No discurso de posse como ministro, nesta quinta-feira, 01, Lewandowski fez menção à infiltração do crime organizado no poder público. “Já há notícias de que, tal como ocorre em outras nações, o crime organizado começa a infiltrar-se em órgãos públicos, especialmente naqueles ligados à segurança e a multiplicar empresas de fachada para branquear recursos obtidos de forma ilícita. Isso lhes permite expandir a sua ação deletéria sob territórios cada vez maiores, dificultando o seu controle por parte das autoridades estatais”, disse o novo ministro da Justiça, que se aposentou do cargo de ministro do Supremo Tribunal Federal em abril passado. Procurado para se manifestar sobre a permanência do secretário, o ministério não se manifestou.

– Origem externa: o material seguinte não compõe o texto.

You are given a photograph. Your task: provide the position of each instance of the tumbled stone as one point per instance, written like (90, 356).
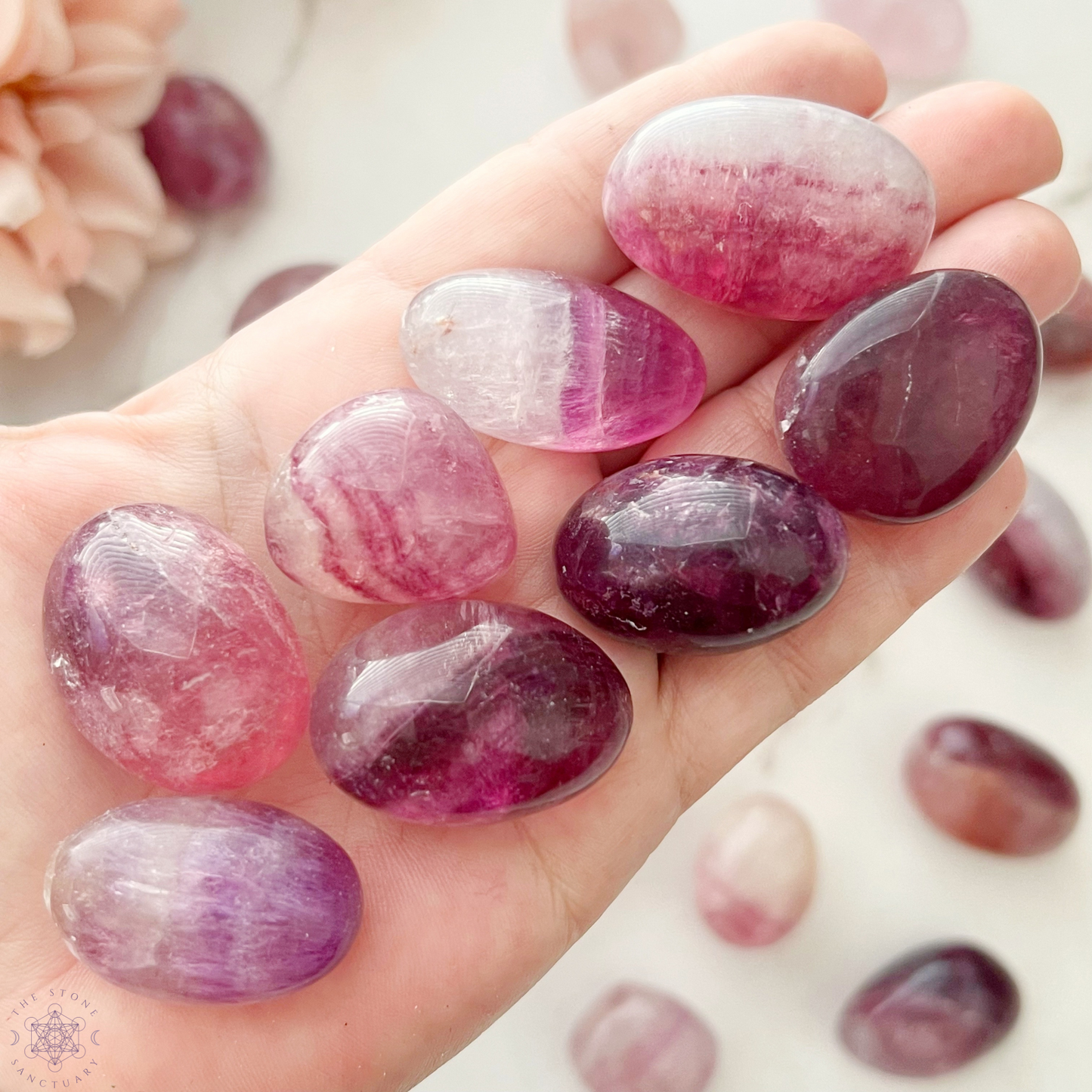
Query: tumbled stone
(699, 552)
(390, 498)
(172, 651)
(464, 712)
(907, 401)
(616, 41)
(773, 206)
(915, 39)
(756, 871)
(640, 1040)
(932, 1011)
(1041, 564)
(204, 145)
(1067, 338)
(277, 289)
(198, 899)
(991, 787)
(552, 362)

Quando o caso veio à tona, revelado pelo Estadão, o Ministério da Justiça disse que a “cidadã”, como se referiu à Luciane, esteve no local como parte de uma comitiva, e que era “impossível” ao setor de inteligência da pasta saber de antemão da presença dela. A comitiva em questão era liderada pela advogada criminalista e ex-deputada estadual pelo PSOL Janira Rocha – ela foi afastada do partido ainda em 2013. Ela e Elias Vaz integraram a mesma corrente interna do PSOL, chamada Movimento Terra, Trabalho e Liberdade (MTL).

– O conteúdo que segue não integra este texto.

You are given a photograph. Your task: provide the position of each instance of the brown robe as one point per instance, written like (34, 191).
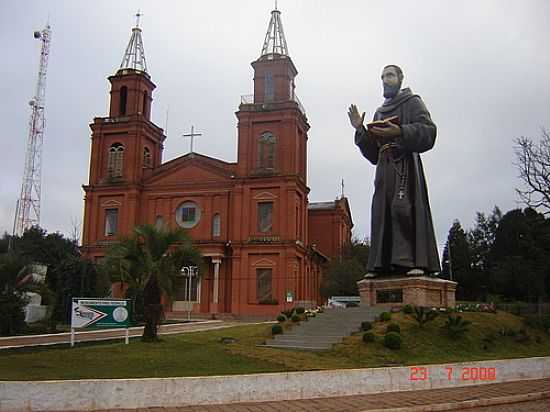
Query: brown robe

Recibos bancários apreendidos pela Polícia Civil do Amazonas (PC-AM) no celular de uma integrante do Comando Vermelho do Amazonas mostram três pagamentos do “contador” do CV amazonense, Alexsandro Barbosa Silveira, o “Brutinho”, para a conta de Janira Rocha, três dias antes da reunião com Elias Vaz em março. Os depósitos somam R$ 23.654,00. Como mostraram as reportagens do Estadão à época, o nome de Luciane não aparece na agenda oficial do ministério, mas o de Janira Rocha, sim.
À época dos fatos, Elias Vaz admitiu que “errou” ao “não ter olhado” os integrantes da comitiva de Janira Rocha. “Eu não sabia que essa mulher tinha qualquer relação com facção ou atividade criminosa. Eu não perguntei qual crime o marido dela cometeu. E o erro que eu cometi, e eu admito, foi não ter olhado as pessoas que entrariam na minha sala”, disse ele ao jornal goiano O Popular, à época. “Nós vamos melhorar esse procedimento e ter mais cautela em relação a isso” disse.

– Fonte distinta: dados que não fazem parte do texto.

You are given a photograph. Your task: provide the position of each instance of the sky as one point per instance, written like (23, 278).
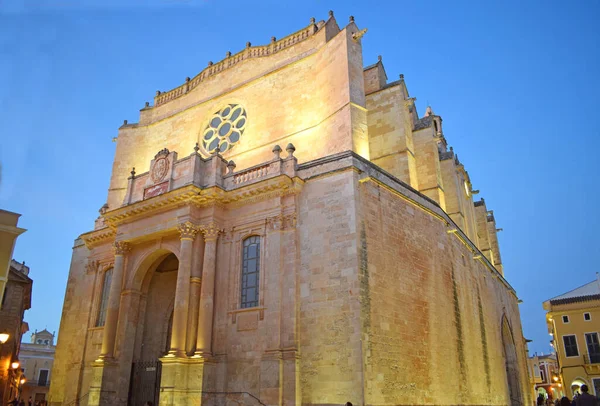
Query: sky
(514, 81)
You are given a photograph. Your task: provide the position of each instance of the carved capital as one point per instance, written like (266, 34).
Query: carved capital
(121, 247)
(289, 220)
(211, 231)
(91, 266)
(281, 222)
(106, 266)
(188, 230)
(275, 223)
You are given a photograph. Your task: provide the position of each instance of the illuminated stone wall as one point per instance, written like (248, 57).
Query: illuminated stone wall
(369, 291)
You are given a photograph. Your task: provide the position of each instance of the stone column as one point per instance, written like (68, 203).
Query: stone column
(114, 298)
(207, 291)
(188, 232)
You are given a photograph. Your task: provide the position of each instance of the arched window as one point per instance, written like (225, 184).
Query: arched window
(250, 271)
(104, 298)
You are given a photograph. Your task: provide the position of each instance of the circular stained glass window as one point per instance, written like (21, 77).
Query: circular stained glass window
(224, 129)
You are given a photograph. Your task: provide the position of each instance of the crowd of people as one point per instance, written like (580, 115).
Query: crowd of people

No dia seguinte às reportagens, o Ministério da Justiça editou uma portaria com novas regras de acesso ao prédio. A pasta passou a exigir o agendamento com 48 horas de antecedência e o envio de nome e CPF de todos os participantes da comitiva. Como mostrou o Estadão na época, uma simples checagem num mecanismo de busca da internet poderia ter revelado a relação entre Luciane Barbosa Farias e “Tio Patinhas”, pois esta já tinha sido noticiada pela imprensa local amazonense.
Após a publicação das reportagens, o próprio Ministério da Justiça espalhou versões falsas sobre o ocorrido. A pasta chegou a dizer, por meio da assessoria de imprensa, que “não houve qualquer outro andamento” para as demandas apresentadas pela ONG Liberdade do Amazonas, chefiada por Luciane Barbosa e financiada com recursos do Comando Vermelho, conforme recibos de transferências bancárias apreendidos pela polícia. No entanto, como mostrou o Estadão em reportagem posterior, servidores da pasta trabalharam durante meses para responder a questionamentos feitos pela ONG.